In another change to the continually evolving Australian privacy legislative landscape, proposed changes to the Privacy Act have been announced. The changes seek to increase the powers of the OAIC and substantially increase penalties for privacy breaches. Whether this is the first step away from the current educational approach to privacy compliance taken by the OAIC as opposed to the punitive approach taken by overseas regulators is yet to be seen. However, the importance of ensuring privacy compliance in light of the proposed increased penalties is paramount.
What you need to know
On 25 March 2019, the Government threatened to ‘punish those firms and platforms who defy our norms and values’ in announcing a number of proposed amendments to the Privacy Act 1988 (Cth) (Privacy Act), including:
- increased penalties for all entities covered by the Privacy Act, from the current maximum penalty of $2.1 million for serious or repeated breaches to $10 million or three times the value of any benefit obtained through the misuse of information or 10% of a company’s annual domestic turnover – whichever is the greater;
- new infringement notice powers for the Office of the Australian Information Commissioner (OAIC) backed by new penalties of up to $63,000 for bodies corporate and $12,600 for individuals for failure to cooperate with efforts to resolve minor breaches;
- power for the OAIC to publish prominent notices about specific breaches and ensure those directly affected are advised;
- a requirement for social media and online platforms to stop using or disclosing an individual’s personal information upon request; and
- a resulting code for social media and online platforms which trade in personal information.
Will the OAIC use their increased powers?
If the new laws are passed, is the OAIC going to utilise their new powers when they haven’t previously?
The last few years have already seen major changes to the Australian privacy legislative landscape, with the implementation of the Australian Privacy Principles in 2014, the Notifiable Data Breach scheme in 2018, and other recent Government initiatives including the Consumer Data Right.
In making sense of the Australian privacy legislative landscape and the most recent proposed amendments to the Privacy Act, it is important to reflect on the comments made by ACCC Chairman Rod Sims in relation to privacy issues that: ‘data is not unique to Google and Facebook’.
Those comments are significant because, up to this point, they reflect the OAIC’s approach to privacy compliance, which has primarily focused on educating all potentially-affected organisations, rather than penalising, and making an example of, a select few behemoths with large pockets.
If the OAIC was to now up the ante, it would follow the approach by regulators in the EU, who have used their broad powers under the General Data Protection Regulation (GDPR) to penalise large technology companies, notably including a massive 50 million euro fine issued to Google in January 2019.
What you need to do
Regardless or not whether the OAIC utilises their increased powers to their fullest extent, affected organisations must remain alert when it comes to legislative privacy compliance. We recommend affected organisations:
Continue to monitor legislative and regulatory changes to the Australian privacy landscape.

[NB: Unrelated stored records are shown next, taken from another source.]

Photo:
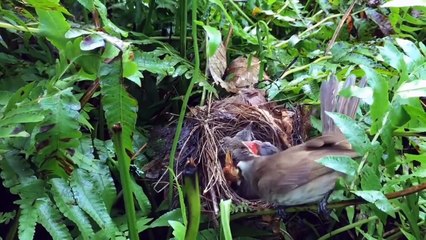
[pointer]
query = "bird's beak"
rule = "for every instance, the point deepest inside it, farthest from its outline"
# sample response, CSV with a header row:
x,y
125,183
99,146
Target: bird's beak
x,y
252,146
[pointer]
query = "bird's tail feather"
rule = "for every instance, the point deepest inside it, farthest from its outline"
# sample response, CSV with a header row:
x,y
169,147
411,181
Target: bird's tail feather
x,y
331,102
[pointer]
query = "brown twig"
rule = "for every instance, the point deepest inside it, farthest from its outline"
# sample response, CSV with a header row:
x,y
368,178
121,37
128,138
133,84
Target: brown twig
x,y
339,27
89,93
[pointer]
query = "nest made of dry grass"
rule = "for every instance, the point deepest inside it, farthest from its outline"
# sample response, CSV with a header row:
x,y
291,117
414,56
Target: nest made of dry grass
x,y
206,126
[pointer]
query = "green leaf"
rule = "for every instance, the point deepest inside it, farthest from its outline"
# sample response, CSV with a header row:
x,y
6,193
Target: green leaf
x,y
130,68
48,5
109,26
380,97
416,88
404,3
50,218
378,199
214,39
163,220
392,56
88,4
64,199
225,221
141,198
370,179
365,93
86,194
27,219
92,42
178,229
119,106
75,32
410,49
352,131
342,164
60,129
54,26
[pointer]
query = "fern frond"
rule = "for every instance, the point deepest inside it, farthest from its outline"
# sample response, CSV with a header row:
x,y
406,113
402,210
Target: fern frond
x,y
119,106
86,193
51,219
60,129
27,219
64,199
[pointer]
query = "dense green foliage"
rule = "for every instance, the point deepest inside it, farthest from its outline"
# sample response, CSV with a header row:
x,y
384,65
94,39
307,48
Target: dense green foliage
x,y
80,79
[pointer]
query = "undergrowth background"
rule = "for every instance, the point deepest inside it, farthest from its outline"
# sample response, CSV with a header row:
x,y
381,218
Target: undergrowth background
x,y
81,81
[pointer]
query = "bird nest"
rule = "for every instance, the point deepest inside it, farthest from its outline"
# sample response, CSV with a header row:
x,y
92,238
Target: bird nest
x,y
206,126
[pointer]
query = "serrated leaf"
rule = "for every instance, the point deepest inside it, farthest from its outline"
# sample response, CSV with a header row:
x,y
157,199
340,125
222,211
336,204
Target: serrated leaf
x,y
214,39
392,56
416,88
54,26
130,68
178,229
118,105
378,199
410,49
163,220
60,129
87,197
370,179
103,181
352,131
343,164
27,220
12,131
380,104
92,42
365,93
75,32
64,199
50,219
109,26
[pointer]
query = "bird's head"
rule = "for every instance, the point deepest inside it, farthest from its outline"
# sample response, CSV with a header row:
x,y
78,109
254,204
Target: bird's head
x,y
258,148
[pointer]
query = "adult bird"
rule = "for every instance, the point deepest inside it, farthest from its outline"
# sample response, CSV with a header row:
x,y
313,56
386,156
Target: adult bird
x,y
294,176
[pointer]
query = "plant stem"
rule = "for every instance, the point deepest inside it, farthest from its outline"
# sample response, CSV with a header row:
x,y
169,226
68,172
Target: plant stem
x,y
19,28
347,227
195,76
123,167
323,58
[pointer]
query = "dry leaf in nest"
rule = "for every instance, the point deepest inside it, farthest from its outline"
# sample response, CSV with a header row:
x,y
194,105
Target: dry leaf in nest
x,y
251,97
230,172
242,73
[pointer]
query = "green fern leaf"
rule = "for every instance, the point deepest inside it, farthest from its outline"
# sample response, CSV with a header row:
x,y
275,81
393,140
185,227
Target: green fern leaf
x,y
87,193
119,106
103,181
60,130
27,219
51,219
64,199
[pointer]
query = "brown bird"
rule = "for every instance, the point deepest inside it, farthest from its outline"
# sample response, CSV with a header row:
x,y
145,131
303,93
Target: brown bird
x,y
257,148
293,176
235,145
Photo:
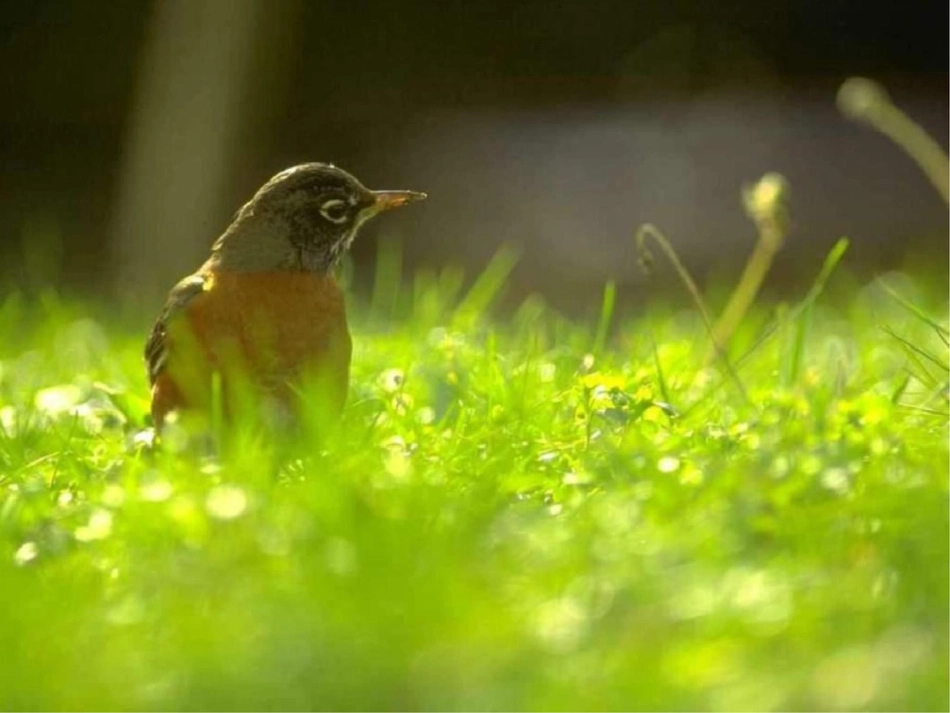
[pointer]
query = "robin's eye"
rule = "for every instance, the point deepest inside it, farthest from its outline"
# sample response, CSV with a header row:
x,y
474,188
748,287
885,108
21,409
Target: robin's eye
x,y
335,210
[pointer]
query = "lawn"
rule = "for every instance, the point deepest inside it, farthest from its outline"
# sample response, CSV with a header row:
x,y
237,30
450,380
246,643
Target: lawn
x,y
516,512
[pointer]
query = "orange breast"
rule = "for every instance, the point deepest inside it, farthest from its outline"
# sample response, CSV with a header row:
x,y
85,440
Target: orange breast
x,y
270,331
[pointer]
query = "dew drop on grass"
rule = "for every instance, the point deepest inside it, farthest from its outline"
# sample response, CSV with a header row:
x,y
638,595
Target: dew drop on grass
x,y
836,480
56,400
226,502
26,553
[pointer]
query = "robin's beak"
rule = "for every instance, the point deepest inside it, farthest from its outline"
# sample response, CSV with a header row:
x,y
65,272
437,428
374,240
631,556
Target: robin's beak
x,y
394,199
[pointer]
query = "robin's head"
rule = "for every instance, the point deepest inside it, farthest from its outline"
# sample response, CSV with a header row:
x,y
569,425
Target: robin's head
x,y
303,218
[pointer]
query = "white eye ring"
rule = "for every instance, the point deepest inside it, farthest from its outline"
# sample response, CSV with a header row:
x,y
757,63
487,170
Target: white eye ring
x,y
331,210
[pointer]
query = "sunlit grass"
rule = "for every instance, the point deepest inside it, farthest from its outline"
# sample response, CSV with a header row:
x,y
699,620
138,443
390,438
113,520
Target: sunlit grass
x,y
517,513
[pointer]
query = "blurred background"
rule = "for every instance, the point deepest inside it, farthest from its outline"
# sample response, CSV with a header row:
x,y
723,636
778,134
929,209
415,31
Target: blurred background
x,y
132,131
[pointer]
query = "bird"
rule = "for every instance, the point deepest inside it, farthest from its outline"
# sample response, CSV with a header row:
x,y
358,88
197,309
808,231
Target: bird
x,y
264,315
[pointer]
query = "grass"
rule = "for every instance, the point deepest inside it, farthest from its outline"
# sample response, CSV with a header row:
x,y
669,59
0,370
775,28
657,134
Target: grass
x,y
517,513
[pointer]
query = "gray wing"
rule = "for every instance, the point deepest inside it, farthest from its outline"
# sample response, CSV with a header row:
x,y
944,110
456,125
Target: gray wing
x,y
156,348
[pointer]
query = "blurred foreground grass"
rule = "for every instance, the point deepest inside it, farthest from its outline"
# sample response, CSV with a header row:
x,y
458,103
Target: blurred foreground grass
x,y
517,514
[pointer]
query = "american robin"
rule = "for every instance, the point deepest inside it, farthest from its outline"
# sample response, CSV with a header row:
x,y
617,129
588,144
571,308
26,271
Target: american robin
x,y
264,312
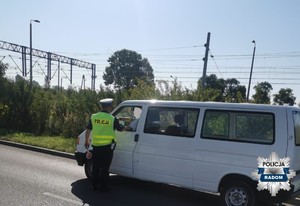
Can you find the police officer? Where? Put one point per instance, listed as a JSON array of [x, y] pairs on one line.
[[103, 126]]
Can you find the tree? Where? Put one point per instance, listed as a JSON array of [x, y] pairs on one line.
[[262, 93], [234, 92], [285, 96], [125, 68], [214, 89]]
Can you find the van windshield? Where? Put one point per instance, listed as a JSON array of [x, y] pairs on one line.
[[296, 117]]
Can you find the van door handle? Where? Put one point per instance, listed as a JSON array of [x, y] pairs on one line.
[[136, 137]]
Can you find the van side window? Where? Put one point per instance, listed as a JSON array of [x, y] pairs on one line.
[[129, 116], [239, 126], [171, 121], [216, 125], [296, 117]]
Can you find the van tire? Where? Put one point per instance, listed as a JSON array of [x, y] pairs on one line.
[[237, 193], [88, 169]]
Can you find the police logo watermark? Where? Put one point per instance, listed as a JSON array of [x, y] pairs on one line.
[[273, 173]]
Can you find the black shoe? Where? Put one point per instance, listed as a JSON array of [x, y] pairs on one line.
[[93, 187]]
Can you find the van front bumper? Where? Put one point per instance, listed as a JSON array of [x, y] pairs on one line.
[[282, 195]]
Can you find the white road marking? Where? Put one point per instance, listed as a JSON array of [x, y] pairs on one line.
[[66, 199]]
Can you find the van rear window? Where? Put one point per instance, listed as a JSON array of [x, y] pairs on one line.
[[239, 126], [296, 117]]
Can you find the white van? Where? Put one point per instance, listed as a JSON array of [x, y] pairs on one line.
[[206, 146]]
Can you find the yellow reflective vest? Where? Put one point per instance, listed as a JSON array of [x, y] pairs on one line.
[[103, 129]]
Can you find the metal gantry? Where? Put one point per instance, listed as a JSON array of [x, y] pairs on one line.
[[50, 57]]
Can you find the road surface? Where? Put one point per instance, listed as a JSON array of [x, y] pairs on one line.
[[34, 178]]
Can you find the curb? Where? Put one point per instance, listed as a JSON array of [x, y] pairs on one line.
[[38, 149]]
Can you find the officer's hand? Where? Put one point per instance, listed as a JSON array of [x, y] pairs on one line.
[[87, 145]]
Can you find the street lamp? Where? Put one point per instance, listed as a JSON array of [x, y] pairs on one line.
[[251, 70], [37, 21]]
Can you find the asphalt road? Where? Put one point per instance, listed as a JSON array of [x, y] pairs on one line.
[[34, 178]]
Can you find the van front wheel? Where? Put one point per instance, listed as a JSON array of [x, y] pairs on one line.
[[237, 193]]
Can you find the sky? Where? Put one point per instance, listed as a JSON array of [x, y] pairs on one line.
[[170, 33]]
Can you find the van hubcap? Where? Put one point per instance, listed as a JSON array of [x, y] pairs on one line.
[[236, 197]]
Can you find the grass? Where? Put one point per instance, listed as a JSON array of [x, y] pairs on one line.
[[50, 142]]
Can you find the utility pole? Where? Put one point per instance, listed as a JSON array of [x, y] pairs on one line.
[[251, 70], [205, 59]]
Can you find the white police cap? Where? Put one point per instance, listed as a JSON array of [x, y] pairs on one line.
[[106, 102]]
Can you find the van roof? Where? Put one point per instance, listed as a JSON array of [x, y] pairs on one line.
[[208, 104]]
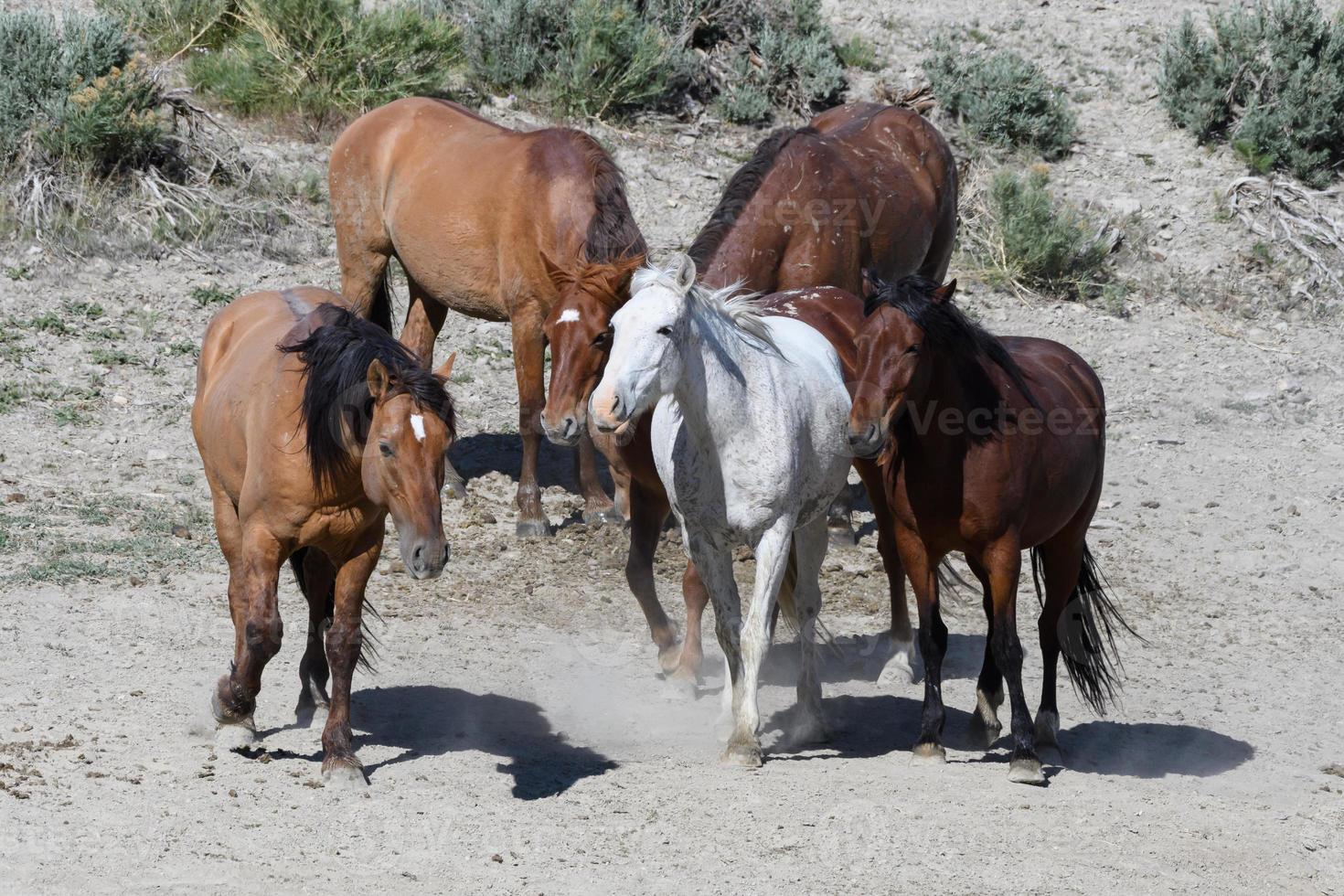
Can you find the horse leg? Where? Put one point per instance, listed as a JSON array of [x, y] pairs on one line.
[[901, 664], [1003, 560], [648, 511], [809, 549], [989, 687], [528, 357], [597, 506], [933, 643], [257, 635], [772, 554], [1062, 560], [345, 640], [316, 579], [697, 597]]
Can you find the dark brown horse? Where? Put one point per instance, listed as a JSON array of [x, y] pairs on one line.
[[314, 425], [863, 185], [989, 446], [477, 215]]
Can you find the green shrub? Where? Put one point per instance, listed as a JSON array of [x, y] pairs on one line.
[[1001, 98], [1270, 80], [325, 59], [43, 62], [1040, 242]]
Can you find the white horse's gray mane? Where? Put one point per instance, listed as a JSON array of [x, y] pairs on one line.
[[740, 308]]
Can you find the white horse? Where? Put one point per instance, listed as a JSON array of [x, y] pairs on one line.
[[750, 420]]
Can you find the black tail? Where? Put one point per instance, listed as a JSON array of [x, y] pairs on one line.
[[380, 309], [368, 643], [1086, 630]]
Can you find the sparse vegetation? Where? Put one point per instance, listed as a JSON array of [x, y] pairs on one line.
[[1269, 80], [1027, 238], [1000, 98]]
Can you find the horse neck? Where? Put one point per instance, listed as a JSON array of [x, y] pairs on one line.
[[715, 375]]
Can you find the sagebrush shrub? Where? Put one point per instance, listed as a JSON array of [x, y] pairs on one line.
[[325, 59], [1270, 80], [1001, 98], [1040, 240]]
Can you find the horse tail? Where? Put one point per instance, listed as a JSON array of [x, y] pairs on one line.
[[380, 306], [368, 637], [1086, 629]]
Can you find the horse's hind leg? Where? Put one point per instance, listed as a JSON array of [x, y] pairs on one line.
[[809, 544], [317, 581], [257, 635], [345, 641]]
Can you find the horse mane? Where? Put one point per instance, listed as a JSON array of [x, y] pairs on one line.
[[335, 367], [743, 185], [612, 232], [738, 308], [948, 329]]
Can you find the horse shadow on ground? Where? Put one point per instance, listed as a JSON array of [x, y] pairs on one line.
[[867, 727], [432, 720]]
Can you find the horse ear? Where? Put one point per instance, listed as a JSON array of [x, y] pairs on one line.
[[558, 274], [445, 369], [945, 292], [683, 272], [378, 379]]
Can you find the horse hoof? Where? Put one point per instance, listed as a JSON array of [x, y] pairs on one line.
[[345, 774], [841, 535], [742, 756], [900, 667], [928, 755], [235, 736], [601, 517], [1026, 772], [532, 529]]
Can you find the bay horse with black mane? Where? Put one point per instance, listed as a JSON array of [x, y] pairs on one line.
[[480, 217], [314, 425], [989, 446], [863, 185]]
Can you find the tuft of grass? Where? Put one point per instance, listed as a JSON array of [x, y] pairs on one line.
[[212, 294], [1269, 80], [325, 59], [1001, 98], [1038, 242]]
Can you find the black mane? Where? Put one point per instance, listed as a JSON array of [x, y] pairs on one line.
[[612, 232], [743, 185], [336, 357], [948, 329]]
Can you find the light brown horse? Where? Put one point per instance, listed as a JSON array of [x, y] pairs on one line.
[[314, 425], [476, 212], [989, 446], [863, 185]]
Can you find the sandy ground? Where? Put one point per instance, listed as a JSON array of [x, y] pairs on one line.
[[517, 735]]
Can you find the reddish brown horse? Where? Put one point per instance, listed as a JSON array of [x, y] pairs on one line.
[[864, 185], [477, 215], [314, 425], [989, 446]]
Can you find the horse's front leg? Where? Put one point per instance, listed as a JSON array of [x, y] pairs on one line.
[[257, 633], [345, 641], [528, 357], [772, 554]]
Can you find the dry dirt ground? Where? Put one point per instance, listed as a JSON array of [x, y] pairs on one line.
[[517, 736]]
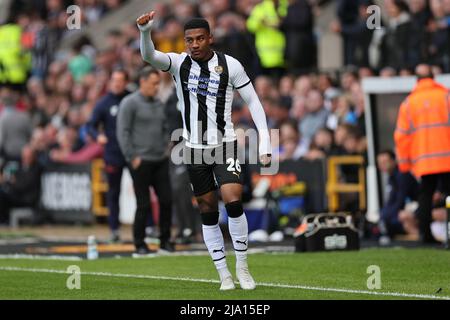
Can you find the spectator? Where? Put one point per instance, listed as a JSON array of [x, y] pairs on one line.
[[316, 116], [399, 189], [419, 151], [105, 113], [410, 221], [297, 26], [439, 31], [321, 145], [396, 44], [418, 38], [15, 127], [353, 27], [292, 146], [144, 140], [264, 21]]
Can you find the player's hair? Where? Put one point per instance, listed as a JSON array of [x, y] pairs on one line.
[[146, 72], [197, 23]]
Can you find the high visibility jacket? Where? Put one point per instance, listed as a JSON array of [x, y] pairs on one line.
[[422, 135], [269, 40]]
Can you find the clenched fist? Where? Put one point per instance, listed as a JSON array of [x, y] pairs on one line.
[[145, 21]]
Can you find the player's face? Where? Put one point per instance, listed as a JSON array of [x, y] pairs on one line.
[[118, 83], [198, 43]]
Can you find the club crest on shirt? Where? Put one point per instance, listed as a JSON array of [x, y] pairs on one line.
[[218, 69], [114, 110]]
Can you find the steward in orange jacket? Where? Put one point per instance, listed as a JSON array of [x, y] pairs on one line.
[[422, 139]]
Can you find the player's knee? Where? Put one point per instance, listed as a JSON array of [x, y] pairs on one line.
[[234, 209], [210, 218]]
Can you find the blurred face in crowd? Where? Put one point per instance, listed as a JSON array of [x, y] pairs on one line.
[[446, 5], [263, 87], [347, 80], [54, 5], [288, 132], [391, 8], [323, 82], [385, 163], [314, 101], [302, 86], [298, 109], [286, 86], [351, 144], [340, 134], [38, 139], [437, 8], [198, 43], [118, 82], [323, 139], [149, 86]]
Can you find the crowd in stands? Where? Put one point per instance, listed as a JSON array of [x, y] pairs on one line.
[[318, 113]]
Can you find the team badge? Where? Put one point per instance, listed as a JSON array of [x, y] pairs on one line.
[[218, 69]]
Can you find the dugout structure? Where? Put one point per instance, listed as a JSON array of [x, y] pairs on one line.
[[382, 97]]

There have been a number of recent initiatives in relation to personal data including the Online Safety Charter, Online Safety Research Program and the ACCC’s upcoming final Digital Platforms Inquiry Report which is due to be published in June 2019. Organisations need to be aware which laws apply to their operations.
Review the types of personal information the organisation collects, uses and discloses, and the purposes for such collection, use and disclosure. Does the organisation manage personal information and data breaches in accordance with the Privacy Act? Ensure policies and procedures are reviewed and updated accordingly.
Ensure adequate awareness and training is implemented at all levels of the organisation. Review the mechanisms that are in place (from both human and technical standpoints) in order to protect personal information and data more broadly.
Affected organisations cannot afford to adopt a ‘wait and see’ approach as to whether the OAIC will crack down on non-compliance following the proposed changes to the Privacy Act. We recommend organisations be proactive in their understanding of the risks in relation to collecting, using and disclosing personal information, including appropriately and swiftly responding to any changes in the Australian privacy legislative landscape as they are announced.